2017年10月25日 08:28 by spitzibara
2017年10月25日 08:28 by spitzibara

 先月10月号の記事「『母乳かミルクか』問題と科学的エビデンスと『幸せ』を考えてみた」を書きながら、「母乳」つながりで頭によみがえってくる30年前の個人的な体験が2つありました。それは同じ号の編集後記でbycometさんが書いておられる「あたたかい医療」とはどんな医療なのか、という問題、あるいは昨年の特集テーマだった「医療と癒し」にも関係してくる体験のように感じるので、書いてみようと思います。

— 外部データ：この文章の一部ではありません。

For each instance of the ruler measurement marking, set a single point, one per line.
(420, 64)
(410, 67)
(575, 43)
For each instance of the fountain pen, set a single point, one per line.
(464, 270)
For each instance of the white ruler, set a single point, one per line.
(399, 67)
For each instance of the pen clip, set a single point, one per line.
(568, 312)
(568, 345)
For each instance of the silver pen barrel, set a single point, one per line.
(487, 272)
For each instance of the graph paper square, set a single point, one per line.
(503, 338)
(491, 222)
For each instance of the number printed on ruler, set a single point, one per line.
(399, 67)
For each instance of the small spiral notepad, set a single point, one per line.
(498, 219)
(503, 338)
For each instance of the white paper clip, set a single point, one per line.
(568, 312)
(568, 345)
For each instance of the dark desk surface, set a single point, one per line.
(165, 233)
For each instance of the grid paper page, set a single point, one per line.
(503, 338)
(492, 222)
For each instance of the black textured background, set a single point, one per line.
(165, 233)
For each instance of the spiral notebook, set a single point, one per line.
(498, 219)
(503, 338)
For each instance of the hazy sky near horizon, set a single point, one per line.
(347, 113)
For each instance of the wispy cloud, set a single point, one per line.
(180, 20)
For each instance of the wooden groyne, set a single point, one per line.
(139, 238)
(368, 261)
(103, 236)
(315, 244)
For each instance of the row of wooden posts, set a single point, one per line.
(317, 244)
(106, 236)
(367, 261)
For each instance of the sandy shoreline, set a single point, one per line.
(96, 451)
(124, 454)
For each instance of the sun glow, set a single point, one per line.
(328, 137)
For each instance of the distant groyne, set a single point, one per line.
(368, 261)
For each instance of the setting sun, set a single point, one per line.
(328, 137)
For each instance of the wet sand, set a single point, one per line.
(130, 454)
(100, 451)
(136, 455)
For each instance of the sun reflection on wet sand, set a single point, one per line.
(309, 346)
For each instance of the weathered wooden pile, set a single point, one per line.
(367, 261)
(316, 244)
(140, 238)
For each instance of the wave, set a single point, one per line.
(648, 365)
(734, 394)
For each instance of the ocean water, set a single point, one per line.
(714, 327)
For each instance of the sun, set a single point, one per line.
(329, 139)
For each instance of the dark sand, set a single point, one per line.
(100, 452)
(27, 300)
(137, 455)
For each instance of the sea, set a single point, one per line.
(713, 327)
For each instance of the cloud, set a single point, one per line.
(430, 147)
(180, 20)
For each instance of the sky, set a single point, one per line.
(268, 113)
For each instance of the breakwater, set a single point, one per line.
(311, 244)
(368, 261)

 30年前、娘の海はほとんど死んだ状態(アプガースコア2点)で生まれ、即座にNICUの保育器に入りました。生後3日目には胃穿孔の手術を受け、人工呼吸器と連日の交換輸血とで肺炎や敗血症と闘う日が続きました。もちろん娘はとうてい飲めるような状態ではなかったのですが、「お母さんの免疫をそのまま体内に取り込める母乳は赤ちゃんにとっては貴重な飲み物。飲めるようになる日に備えて冷凍しておいてあげるから、搾乳して持ってきなさい」と言ってもらい、その心遣いが温かく心に沁みました。自分だけが先に退院するのは寂しいですが、してやれることがあるなら頑張ろう、と思いました。その当時の搾乳をめぐる2つの体験です。

 NICUの娘のところには夫婦で毎日通っていましたから、家で搾乳し冷凍した母乳を持参するのは簡単なことなのですが、なかなか「はい、これをお願いします」と胸を張って渡せるほどの量にはなりませんでした。なにしろ生まれてきた我が子は保育器の中で「予断を許さない」状態が続いています。人工呼吸器で無理やり呼吸させられる胸はばっこんばっこんと板のように不自然に上下し、顔は赤黒く苦しそうでした。NICUからは頻繁に「緊急に交換輸血が必要。献血できる人を連れてきてください」と電話が入ります。真夜中に駆けつけたことも何度かありました。当時の私たち夫婦の精神状態を振り返ると、「過ぎていく一瞬一瞬を祈りで塗りこめながら暮らしているような」という表現が頭に浮かびます。そんな日々に、いくら奮闘してみても、NICUに持参できる母乳の量は日に日に減っていくのでした。

 NICUの小児外科医はお二人とも優しく温かいお人柄で、厳しく言われることはなかったのですが、若い方の先生は冷凍保存できる十分な量にならないことを残念に感じておられるようでした。時に母乳がいかに赤ちゃんにとって大切かを説かれ、「がんばって」と励まされることがありました。ただ、こればっかりは気合いで絞りだせるというものではないようなのです。私も少しずつ「母乳は?」と聞かれることが気重になり始めました。